05.12.18
Are we doing enough to accelerate self-care?
Source: NHE Nov/Dec 2018
Dr Selwyn Hodge, co-chair of the Self Care Forum, makes the case for the further reach of self-care, and for it to be embedded into our everyday lives.
Having worked for many years to get self-care accepted as a legitimate and valuable part of the national healthcare scene, it should have made me very happy to see the term being bandied about so much in the British press these days.
Sadly, it didn’t! There still appears to be no real acceptance across the country about what a workable self-care model should look like, or how behaviour changes can be accelerated to ensure a healthier 21st-century population.
The discussion to date has been centred too much around how to get people – when they reach more advanced years, or are dealing with debilitating conditions – to look after themselves better and to cope without having to make too many demands on our already overpressurised NHS and care systems. While this is laudable, the solutions provided seem to depend entirely on the efforts of hard-pressed GPs and district nurses, supported, if overstretched budgets allow, by personalised care assistants.
We still have not developed strategies for helping people to prepare adequately for any circumstances in which they might need specialist care, or are forced to support themselves to a greater extent. As a result, we lurch from health crisis to health crisis as budgets become decimated by uncontrollable, and often unregulated, demands.
Why is this? Mainly because we have no generic cradle-to-grave system that prepares people for their future lives, builds upon a proper basis of cross-disciplinary approaches to wellness, and establishes positive joined-up attitudes to individualised self-care and the creation of national arrangements for health improvement and maintenance.
This also must be considered alongside the current national situation, where, increasingly, concern is expressed by the media about the relentless worsening in many aspects of our country’s health statistics.
One such news story, for instance, was brought about by recent research from the World Health Organization, which found that the UK is the “third fattest in Europe.”

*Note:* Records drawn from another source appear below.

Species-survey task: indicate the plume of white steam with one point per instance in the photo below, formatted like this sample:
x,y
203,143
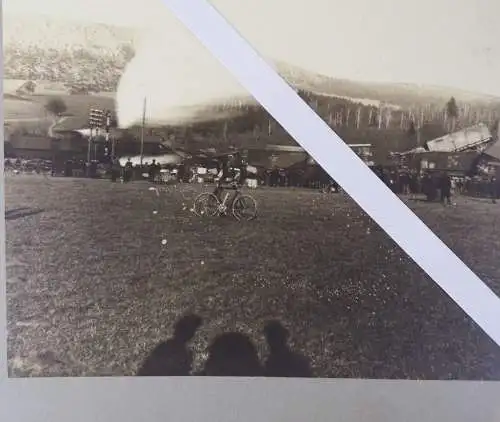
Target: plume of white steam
x,y
177,76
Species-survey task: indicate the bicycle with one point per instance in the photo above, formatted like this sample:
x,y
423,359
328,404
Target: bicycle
x,y
208,204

The outcomes of depressing statistics like this are wide-ranging, but critically they are often accompanied by increasingly unnecessary visits to hospitals and GPs for simple, easily treatable conditions, which are then often further exacerbated by the individual’s unchanged behaviours – leading to chronic disease patterns and further time-consuming consultations.
So, the question must be asked: are we unwilling to take more responsibility for our own health outcomes because we’d rather someone else do it for us, or because we don’t know how?
Although parts of this scenario might reflect a small proportion of the population unwilling or unable to protect their own health, it is undoubtedly a fast-growing concern and, noticeably, is accompanied by ever-declining health literacy levels, demonstrating that matters are getting worse.
As a nation, we seem to be sleepwalking towards a future of poorer health and even poorer health literacy, which will undoubtedly escalate all the tensions around current healthcare provision. Critically, we risk leaving the door open to the reintroduction of medical conditions that were once considered defeated – something we are already observing in other countries.
Earlier this month during Self Care Week (12-18 November), health providers and commissioners came together, having honed their own localised care plans, to better tackle not only potential lifestyle crises, but also self-care for short-term and long-term conditions. There were also collaborations with local schools to communicate self-care messages to students, schoolchildren and parents, all of which was key to increasing local health literacy levels and therefore to improving the health and wellbeing of future generations.